With two major divestitures nearly completed and a strong liquidity position achieved, the end of an often turbulent transition period for Constellation Energy may be at hand, the company said last week.

Constellation has refocused its strategy to target three core operations -- generation, customer supply and utility Baltimore Gas & Electric (BG&E) -- and has taken steps to protect the earnings of those businesses through 2010, CEO Mayo A. Shattuck III said during a conference call with financial analysts. Constellation is in position to grow earnings in 2011 and beyond, he said.

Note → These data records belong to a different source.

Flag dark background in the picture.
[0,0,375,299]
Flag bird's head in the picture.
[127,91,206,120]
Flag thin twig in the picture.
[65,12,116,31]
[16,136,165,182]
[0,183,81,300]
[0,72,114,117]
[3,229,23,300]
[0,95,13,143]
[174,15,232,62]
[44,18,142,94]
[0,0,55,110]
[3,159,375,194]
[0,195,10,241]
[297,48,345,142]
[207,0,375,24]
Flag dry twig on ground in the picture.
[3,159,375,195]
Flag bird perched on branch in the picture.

Baltimore-based Constellation reported a loss of $123.5 million (minus 62 cents/share) in 1Q2009, compared with earnings of $145.7 million (81 cents/share) in 1Q2008. The loss was driven primarily by special charges related to divestiture activities, merger termination costs and impairments, Constellation said. The company reaffirmed its 2009 earnings guidance of $2.90-3.20/share and estimated guidance for 2010 at $3.05-3.45/share.

Net available liquidity has increased to approximately $4 billion from $2.4 billion at the end of 2008, Shattuck said.

During the first quarter Constellation completed the divestiture of its Houston-based downstream gas unit as well as a majority of its London-based coal, freight and international commodities business (see NGI, April 6). The divestitures complete two initiatives that Constellation undertook to reduce risk in its merchant businesses and improve liquidity through the return of posted collateral. In a related transaction, Constellation struck a gas supply agreement with Macquarie Cook Energy to supply gas to Constellation's Louisville, KY-based retail division, Constellation NewEnergy Gas.

"On a cash basis, we expect to receive approximately $35 million of net proceeds from these collective strategic actions," Shattuck said. "More importantly, as we complete these transactions between the first and second quarters of this year, they will return approximately $1 billion of collateral. Applying this liquidity to support new business activity at our customer supply business should facilitate lower risk and future profitability."

Constellation last year announced liquidity difficulties and a plan to sell upstream gas assets in an effort to raise money (see NGI, Sept. 1, 2008). Weeks later Constellation was caught in the downdraft of the bankruptcy of Lehman Brothers Holdings Inc. and its shares plummeted (see NGI, Sept. 22, 2008).

In February the Federal Energy Regulatory Commission approved Electricite de France SA (EDF) subsidiary EDF Development Inc.'s acquisition of a 49.99% interest in Constellation Nuclear Group LLC, a unit of Constellation Energy Group Inc., for $4.5 billion. The deal was struck last year as a means to save struggling Constellation Energy. It offered richer terms than an offer to acquire Constellation Energy from Warren Buffet's MidAmerican Energy Holdings Co. (see NGI, Dec. 22, 2008). EDF is 85% owned by the French government. EDF International owns an 8.52% interest in Constellation Energy.

Constellation recorded a loss of 23 cents/share in 1Q2009 associated with its efforts to close a nuclear joint venture with EDF and close its obligations to MidAmerican, Shattuck said. The EDF transaction remains on schedule to close in 3Q2009, he said.

Last year the Nuclear Regulatory Commission accepted a second portion of an application from UniStar Nuclear Energy -- a venture of EDF and Constellation -- for a U.S. Evolutionary Power Reactor (EPR) at a site adjacent to Constellation's Calvert Cliffs Nuclear Power Plant in Lusby, MD. Constellation Energy and AREVA formed the original UniStar Nuclear venture in 2005 to market AREVA's EPR technology in the United States. In August 2007 Constellation Energy and Electricite de France formed an additional joint venture, UniStar Nuclear Energy, to develop and deploy a fully standardized fleet of advanced nuclear power plants at selected sites throughout the U.S.

Constellation and EDF have been exploring other options of value transfer, including the possibility of entering into a new below-market power purchase agreement with UniStar for the Calvert Cliffs nuclear plant's output, Constellation said. Such an agreement would have certain efficiency benefits that would make it desirable, the company said.